Une vague d’eau chaude de plusieurs centaines de kilomètres de large a atteint l’océan Pacifique, a révélé la NASA.
Grâce à des données satellitaires, l’agence spatiale a découvert de l’eau chaude au large des côtes de l’Amérique du Sud.
De manière inquiétante, les experts affirment qu’il s’agit d’un signe inquiétant indiquant qu’un Super El Niño se produira “plus tard dans l’année”.
“Des vagues d’eau plus hautes et plus chaudes se déplacent vers l’est à travers le Pacifique plusieurs mois avant qu’El Niño ne s’installe. Plusieurs d’entre elles sont apparues dans les données satellite pour 2026”, a expliqué la NASA.
Le cycle El Niño dure des centaines de milliers d’années.
Cependant, les signes actuels indiquent que cette année sera l’un des phénomènes El Niño les plus forts jamais enregistrés.
Les experts prévoient une chaleur extrême « presque partout », avec un potentiel d’augmentation des températures moyennes mondiales jusqu’à 3°C (5,4°F) cet été.
Pendant ce temps, Super El Niño devrait faire des ravages sur les régimes de précipitations dans le monde entier.
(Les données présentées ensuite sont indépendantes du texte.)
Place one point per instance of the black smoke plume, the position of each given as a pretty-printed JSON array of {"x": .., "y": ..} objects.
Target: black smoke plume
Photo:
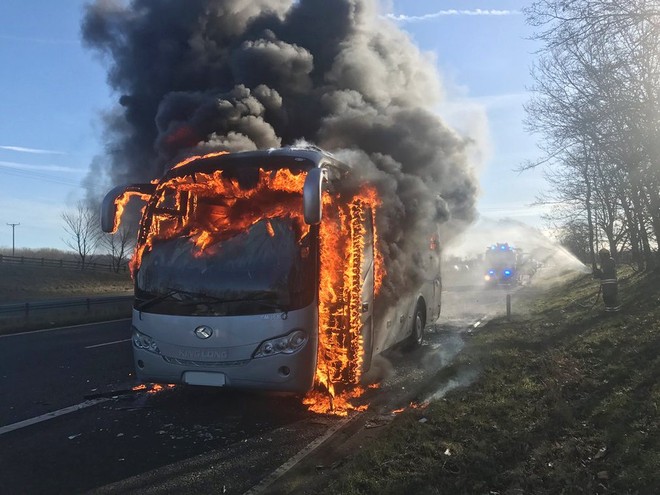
[{"x": 203, "y": 75}]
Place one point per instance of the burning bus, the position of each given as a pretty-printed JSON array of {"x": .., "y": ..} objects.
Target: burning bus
[{"x": 256, "y": 270}]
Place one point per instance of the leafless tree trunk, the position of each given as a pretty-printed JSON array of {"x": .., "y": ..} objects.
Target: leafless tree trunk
[
  {"x": 597, "y": 97},
  {"x": 83, "y": 231}
]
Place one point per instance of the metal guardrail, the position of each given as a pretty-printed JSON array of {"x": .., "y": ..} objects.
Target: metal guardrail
[
  {"x": 61, "y": 263},
  {"x": 28, "y": 307}
]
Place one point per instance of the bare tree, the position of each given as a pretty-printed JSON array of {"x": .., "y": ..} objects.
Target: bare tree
[
  {"x": 83, "y": 230},
  {"x": 597, "y": 105}
]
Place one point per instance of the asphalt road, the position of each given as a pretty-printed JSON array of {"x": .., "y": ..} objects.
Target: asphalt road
[{"x": 186, "y": 439}]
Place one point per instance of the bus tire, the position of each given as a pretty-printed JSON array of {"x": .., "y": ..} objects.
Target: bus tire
[{"x": 419, "y": 322}]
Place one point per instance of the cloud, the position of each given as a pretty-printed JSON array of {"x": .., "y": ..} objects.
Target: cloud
[
  {"x": 451, "y": 12},
  {"x": 21, "y": 149}
]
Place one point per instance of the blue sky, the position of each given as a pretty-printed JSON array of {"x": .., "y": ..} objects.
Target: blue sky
[{"x": 53, "y": 90}]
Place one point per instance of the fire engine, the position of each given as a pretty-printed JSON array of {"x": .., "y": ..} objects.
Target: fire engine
[{"x": 501, "y": 262}]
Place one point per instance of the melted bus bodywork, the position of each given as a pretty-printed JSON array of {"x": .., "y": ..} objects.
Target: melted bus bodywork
[{"x": 229, "y": 288}]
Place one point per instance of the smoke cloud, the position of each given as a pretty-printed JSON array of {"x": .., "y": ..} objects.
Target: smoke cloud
[{"x": 208, "y": 75}]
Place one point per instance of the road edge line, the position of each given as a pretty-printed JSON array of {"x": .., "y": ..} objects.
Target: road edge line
[{"x": 288, "y": 465}]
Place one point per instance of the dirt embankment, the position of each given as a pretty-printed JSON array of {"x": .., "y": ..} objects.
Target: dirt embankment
[
  {"x": 30, "y": 283},
  {"x": 567, "y": 400}
]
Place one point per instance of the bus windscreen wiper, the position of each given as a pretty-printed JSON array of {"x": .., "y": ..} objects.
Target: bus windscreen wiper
[{"x": 160, "y": 297}]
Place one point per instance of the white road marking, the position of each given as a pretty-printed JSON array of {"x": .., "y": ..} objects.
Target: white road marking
[
  {"x": 107, "y": 343},
  {"x": 288, "y": 465},
  {"x": 17, "y": 334},
  {"x": 51, "y": 415}
]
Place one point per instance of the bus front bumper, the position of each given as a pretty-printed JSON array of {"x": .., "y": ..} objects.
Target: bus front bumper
[{"x": 281, "y": 372}]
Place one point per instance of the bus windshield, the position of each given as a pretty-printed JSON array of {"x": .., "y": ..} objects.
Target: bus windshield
[{"x": 215, "y": 248}]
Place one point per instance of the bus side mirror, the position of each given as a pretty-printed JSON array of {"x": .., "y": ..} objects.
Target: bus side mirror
[
  {"x": 313, "y": 195},
  {"x": 109, "y": 203}
]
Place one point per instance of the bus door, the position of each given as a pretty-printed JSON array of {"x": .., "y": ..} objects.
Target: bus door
[{"x": 367, "y": 289}]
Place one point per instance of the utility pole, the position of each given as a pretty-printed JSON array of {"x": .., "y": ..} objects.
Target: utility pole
[{"x": 13, "y": 229}]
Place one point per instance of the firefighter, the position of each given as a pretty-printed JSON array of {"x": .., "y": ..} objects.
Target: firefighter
[{"x": 608, "y": 283}]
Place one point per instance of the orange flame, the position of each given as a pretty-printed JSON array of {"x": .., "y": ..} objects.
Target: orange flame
[
  {"x": 153, "y": 388},
  {"x": 223, "y": 209}
]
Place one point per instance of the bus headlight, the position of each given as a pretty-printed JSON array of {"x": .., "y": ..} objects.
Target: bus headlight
[
  {"x": 286, "y": 344},
  {"x": 143, "y": 341}
]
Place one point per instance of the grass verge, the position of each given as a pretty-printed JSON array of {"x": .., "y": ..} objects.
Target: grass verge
[
  {"x": 567, "y": 401},
  {"x": 20, "y": 284}
]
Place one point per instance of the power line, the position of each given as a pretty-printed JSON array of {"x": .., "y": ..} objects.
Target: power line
[{"x": 13, "y": 229}]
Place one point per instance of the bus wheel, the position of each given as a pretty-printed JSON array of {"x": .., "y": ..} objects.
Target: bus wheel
[{"x": 419, "y": 322}]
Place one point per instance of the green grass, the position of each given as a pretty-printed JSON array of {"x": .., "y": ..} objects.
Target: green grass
[
  {"x": 567, "y": 401},
  {"x": 20, "y": 284}
]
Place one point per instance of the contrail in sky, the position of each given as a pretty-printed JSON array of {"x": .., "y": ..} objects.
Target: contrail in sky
[
  {"x": 451, "y": 12},
  {"x": 38, "y": 151},
  {"x": 47, "y": 168}
]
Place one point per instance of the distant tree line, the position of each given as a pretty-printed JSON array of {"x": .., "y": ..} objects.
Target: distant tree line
[
  {"x": 85, "y": 237},
  {"x": 596, "y": 105}
]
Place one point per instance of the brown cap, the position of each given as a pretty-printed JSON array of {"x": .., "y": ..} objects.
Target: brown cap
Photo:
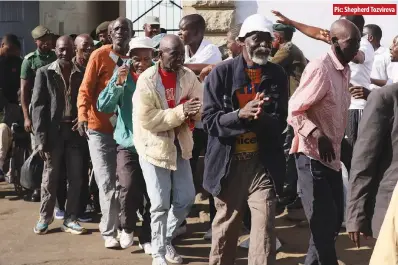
[
  {"x": 102, "y": 27},
  {"x": 39, "y": 32}
]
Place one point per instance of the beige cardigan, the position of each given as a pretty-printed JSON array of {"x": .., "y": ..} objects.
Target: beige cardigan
[{"x": 154, "y": 122}]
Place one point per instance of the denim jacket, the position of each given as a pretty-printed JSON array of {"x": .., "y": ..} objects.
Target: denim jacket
[{"x": 220, "y": 120}]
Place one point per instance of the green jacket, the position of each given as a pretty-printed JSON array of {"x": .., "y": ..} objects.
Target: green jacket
[
  {"x": 118, "y": 99},
  {"x": 34, "y": 61},
  {"x": 292, "y": 59}
]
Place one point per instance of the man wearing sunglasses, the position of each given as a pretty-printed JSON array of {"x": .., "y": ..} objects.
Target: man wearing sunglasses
[{"x": 245, "y": 98}]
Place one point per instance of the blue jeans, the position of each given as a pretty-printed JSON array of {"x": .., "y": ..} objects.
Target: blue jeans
[{"x": 162, "y": 185}]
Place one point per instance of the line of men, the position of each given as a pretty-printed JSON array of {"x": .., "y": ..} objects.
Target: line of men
[{"x": 147, "y": 150}]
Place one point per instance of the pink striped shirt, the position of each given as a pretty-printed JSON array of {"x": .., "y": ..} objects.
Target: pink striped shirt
[{"x": 321, "y": 101}]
Une vague d’eau chaude de plusieurs centaines de kilomètres de large a atteint l’océan Pacifique, a révélé la NASA.
Les nouvelles données proviennent du satellite Sentinel-6 Michael Freilich, lancé par la NASA en 2020.
Ce satellite mesure et cartographie la hauteur de l’eau de l’ensemble de l’océan tous les 10 jours, à une fraction de pouce près.
Dans le cas d’El Niño, le satellite suit ce que l’on appelle les « ondes chaudes de Kelvin ».
Nadja Vinogradova Schiffer, scientifique principale du programme au siège de la NASA à Washington, a expliqué : « L’observation d’El Niño par la NASA utilise des satellites au niveau de la mer tels que Sentinel-6 de Michael Freilich pour suivre les vagues massives de Kelvin lorsqu’elles traversent le Pacifique, enregistrer les changements dans la thermodynamique des océans de la Terre, améliorer les prévisions d’éventuels extrêmes météorologiques et aider à se préparer aux conditions météorologiques extrêmes. »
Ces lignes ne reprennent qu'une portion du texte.